- Advanced Materials v. Secretary of Defense (Federal Cir., 1997). Determination that a cost plus fixed fee arrangement in a contract is enforceable and bars payment of amounts in excess of a specified maximum where procedures are not followed.
- Brown, et al. v. Pro Football, Inc. __ US __ (1996). An agreement among several employers bargaining together to implement the terms of their last best faith offer after an impasse is protected from antitrust attack.
- Cara's Notions, Inc. v. Hallmark Cards, Inc. (4th Cir., 1998). Consideration of when arbitration should be permitted or required in an action for breach of contract.
- Cardtoons v. Major League Baseball Player Association (10th Cir., 1999). Cardtoons alleged that threat by MLBPA to pursue legal action against them for producing parody baseball cards interfered with Cardtoons' contracts with production companies to make the cards.
- Center State Farms v. Campbell Soup Company (4th Cir., 1995). Breach of contract action that considers the enforceability of an oral contract.

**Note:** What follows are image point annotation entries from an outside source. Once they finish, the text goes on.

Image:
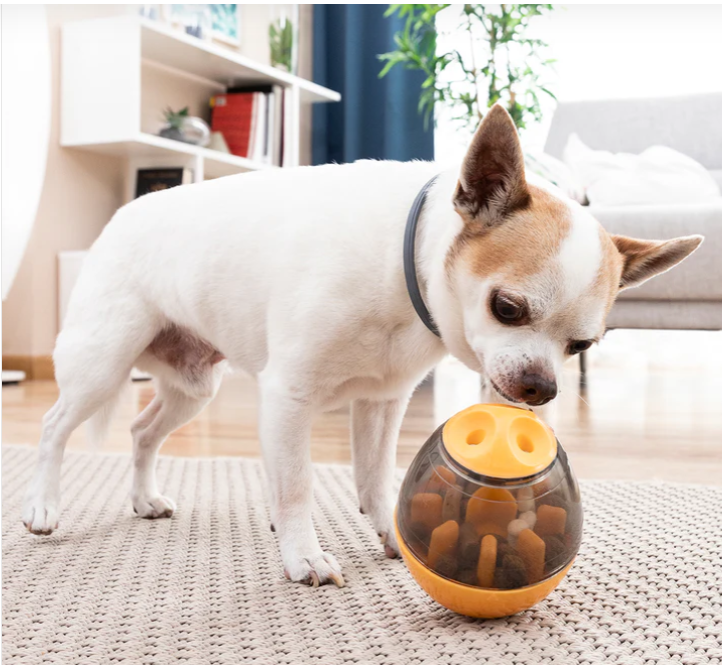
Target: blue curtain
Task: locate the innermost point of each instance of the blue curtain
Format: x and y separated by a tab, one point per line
377	118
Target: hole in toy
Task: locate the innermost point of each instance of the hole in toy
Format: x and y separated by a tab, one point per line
525	443
476	437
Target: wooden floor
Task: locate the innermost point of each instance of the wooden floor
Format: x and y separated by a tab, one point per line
652	410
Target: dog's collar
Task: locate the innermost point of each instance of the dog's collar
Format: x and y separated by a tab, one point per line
412	282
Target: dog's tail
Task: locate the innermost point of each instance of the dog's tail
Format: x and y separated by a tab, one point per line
98	425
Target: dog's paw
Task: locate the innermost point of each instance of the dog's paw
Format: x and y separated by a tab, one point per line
40	516
391	546
383	521
314	570
152	507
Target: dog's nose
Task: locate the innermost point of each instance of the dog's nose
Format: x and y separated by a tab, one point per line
538	389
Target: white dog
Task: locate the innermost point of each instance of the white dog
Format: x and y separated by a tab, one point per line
296	276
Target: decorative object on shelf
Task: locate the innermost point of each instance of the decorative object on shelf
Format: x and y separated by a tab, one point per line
502	64
219	22
153	12
185	128
218	143
226	24
283	39
194	20
156	180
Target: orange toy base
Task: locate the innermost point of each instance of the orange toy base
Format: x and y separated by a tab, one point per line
473	601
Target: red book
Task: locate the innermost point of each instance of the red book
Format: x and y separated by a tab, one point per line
233	117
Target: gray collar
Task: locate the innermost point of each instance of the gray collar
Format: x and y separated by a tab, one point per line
412	282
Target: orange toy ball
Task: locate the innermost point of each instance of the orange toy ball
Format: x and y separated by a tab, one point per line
489	517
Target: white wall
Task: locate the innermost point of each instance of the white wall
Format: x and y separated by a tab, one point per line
618	51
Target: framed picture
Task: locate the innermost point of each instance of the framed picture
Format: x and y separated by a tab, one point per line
226	23
218	22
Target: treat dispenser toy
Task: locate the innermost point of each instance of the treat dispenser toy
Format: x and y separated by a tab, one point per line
489	517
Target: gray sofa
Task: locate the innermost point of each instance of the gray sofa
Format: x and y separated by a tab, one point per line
690	296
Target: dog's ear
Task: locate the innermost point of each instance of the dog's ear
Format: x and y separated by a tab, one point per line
491	183
643	259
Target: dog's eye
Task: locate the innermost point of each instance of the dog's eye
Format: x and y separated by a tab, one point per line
578	346
506	310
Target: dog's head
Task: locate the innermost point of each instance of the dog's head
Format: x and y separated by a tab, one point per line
534	274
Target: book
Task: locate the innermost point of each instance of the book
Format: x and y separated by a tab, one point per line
156	180
237	117
250	118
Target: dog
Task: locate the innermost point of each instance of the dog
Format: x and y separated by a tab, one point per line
296	277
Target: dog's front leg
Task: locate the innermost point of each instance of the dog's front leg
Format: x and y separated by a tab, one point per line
285	432
374	433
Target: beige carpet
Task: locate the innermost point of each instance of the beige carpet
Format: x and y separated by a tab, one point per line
207	586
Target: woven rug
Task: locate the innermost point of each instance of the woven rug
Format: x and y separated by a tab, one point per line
207	585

- Chicago Professional Sports Ltd. Parntership v. National Basketball Association (7th Cir., 1996). Anti-trust dispute over the NBA's right to limit the number of games broadcast by member teams and to charge a fee for broadcast of games beyond that limit.
- Hartford Accident v. Pro Football, Inc. (DC Circuit, 1997). Pro-Football claimed, on behalf of the Washington Redskins, a breach of contract when the insurer changed rates based on changes in the jurisdiction of certain players.
- Livadas v. Bradshaw 512 US 107 (1994). State policies that deny remedies for breach of contract to parties under a collective bargaining agreement are pre-empted by federal law.
- Law v. NCAA (10th Cir., 1998) Court affirms finding that NCAA violated Sherman Act anti-trust laws by promulgating a rule limiting the starting salaries of Division I entry-level coaches.
- Marquez v. Screen Actors Guild, Inc. __ US __ (1998). Collective bargaining agreement found to be valid. Court finds unions do not breach duty of fair representation by negotiating a union security clause using National Labor Relations Act language but not explaining that language.
- Mercer v. Duke University (4th Cir., 1999). Suit by female placed kicker alleging discrimination, negligent misrepresentation, and breach of contract in her removal from the Duke University football team. Court finds that where the school has permitted a student of the opposite sex to try out for a single-sex team in a contact sport, they are subject to Title IX.
- NBA v. Motorola, Inc. (2nd Cir., 1997). Court found that Motorola did not misappropriate NBA property by broadcasting "real time" scores from games in progress over a pager network. Remanded to lower court to consider Motorola's claim of unlawful interference in Motorola contracts with NBA teams.
- Smith v. NCAA Claim that NCAA rule prohibiting student-athletes from competing in intercollegiate sports while enrolled at a graduate institution other than their undergraduate school was an anti-trust violation, Title IX discrimination, and breach of contract.
- Vanderbilt University v. DiNardo (6th Circuit, 1999). Vanderbilt brought breach of contract claim against head football coach after he resigned to go to another school. Court found that Vanderbilt was entitled to damages under the employment contract.